Her analysis of why those civil servants and appointees who worked for Nixon stayed is eerily familiar: “In retrospect, it looks as though there existed no such grand schemes but ‘only’ the firm resolve to do away with any law, constitutional or not, that stood in the way of shifting designs inspired by greed and vindictiveness rather than by the drive for total power or any coherent political program.” Nixon’s regime was not ideological, but obsessed with power. “In other words, it is as though a bunch of con men, rather untalented mafiosi, had succeeded in appropriating to themselves the government ‘of the mightiest power on earth.’”

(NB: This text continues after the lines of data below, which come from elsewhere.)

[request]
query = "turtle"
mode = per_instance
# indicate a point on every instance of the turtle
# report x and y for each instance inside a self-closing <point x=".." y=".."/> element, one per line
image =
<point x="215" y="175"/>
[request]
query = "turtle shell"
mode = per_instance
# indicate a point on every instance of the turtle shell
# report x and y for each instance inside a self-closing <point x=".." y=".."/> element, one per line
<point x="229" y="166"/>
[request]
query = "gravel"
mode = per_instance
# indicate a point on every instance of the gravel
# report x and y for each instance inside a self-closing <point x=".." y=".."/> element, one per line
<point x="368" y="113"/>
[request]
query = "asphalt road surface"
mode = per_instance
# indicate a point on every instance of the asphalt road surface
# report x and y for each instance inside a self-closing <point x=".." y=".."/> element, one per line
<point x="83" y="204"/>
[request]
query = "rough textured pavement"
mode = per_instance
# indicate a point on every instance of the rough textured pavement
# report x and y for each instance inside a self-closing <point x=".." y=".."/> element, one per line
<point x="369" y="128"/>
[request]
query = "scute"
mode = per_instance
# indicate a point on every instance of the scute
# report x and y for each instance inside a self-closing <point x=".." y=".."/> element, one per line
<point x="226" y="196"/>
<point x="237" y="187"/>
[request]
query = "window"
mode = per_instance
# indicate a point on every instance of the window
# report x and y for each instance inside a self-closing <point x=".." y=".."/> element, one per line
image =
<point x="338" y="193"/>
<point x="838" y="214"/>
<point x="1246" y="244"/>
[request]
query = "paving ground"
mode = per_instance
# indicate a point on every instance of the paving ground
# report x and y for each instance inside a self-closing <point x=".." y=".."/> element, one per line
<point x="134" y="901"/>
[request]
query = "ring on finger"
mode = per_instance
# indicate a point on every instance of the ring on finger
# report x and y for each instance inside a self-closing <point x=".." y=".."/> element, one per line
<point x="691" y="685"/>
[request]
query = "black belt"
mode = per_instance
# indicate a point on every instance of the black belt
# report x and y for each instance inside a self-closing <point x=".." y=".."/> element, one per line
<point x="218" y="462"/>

Against the logical ideological coherence backed by terror that supports the big lie in totalitarian states, Arendt sees that the lying in the American Republic of the 1970s was based upon the hidden persuasive power of images. What Nixon sought was to replace rule by terror with rule by “persuasion enforced by pressure and the manipulation of public opinion.” And to Nixon’s shock, the public was not amenable to such pressure and manipulation by the Executive.
While the public in the case of Watergate rejected Nixon’s efforts to turn the government into a a cabal of con men and rather untalented mafioisi, there is still the fact that those indicted and convicted for their roles in the coverup were “overwhelmed with very high offers from publishers, the press and television, and the campuses to tell their story.” This demand for “self-serving” stories by the criminals is, Arendt says, part of a continuing “quest for more lies and fabrications.” It was and is a sign that the public is addicted to lies and craves comforting stories.
Lindsey Graham clearly has thrown his lot in with President Nixon as well as with President Trump. He is wagering that the press and the people are as corruptible as he is. He is betting that lying has, indeed, become a way of life. He is betting that lying simply does not matter. In less than two months, we will have a sense of just how right he and President Trump are to have made this bet.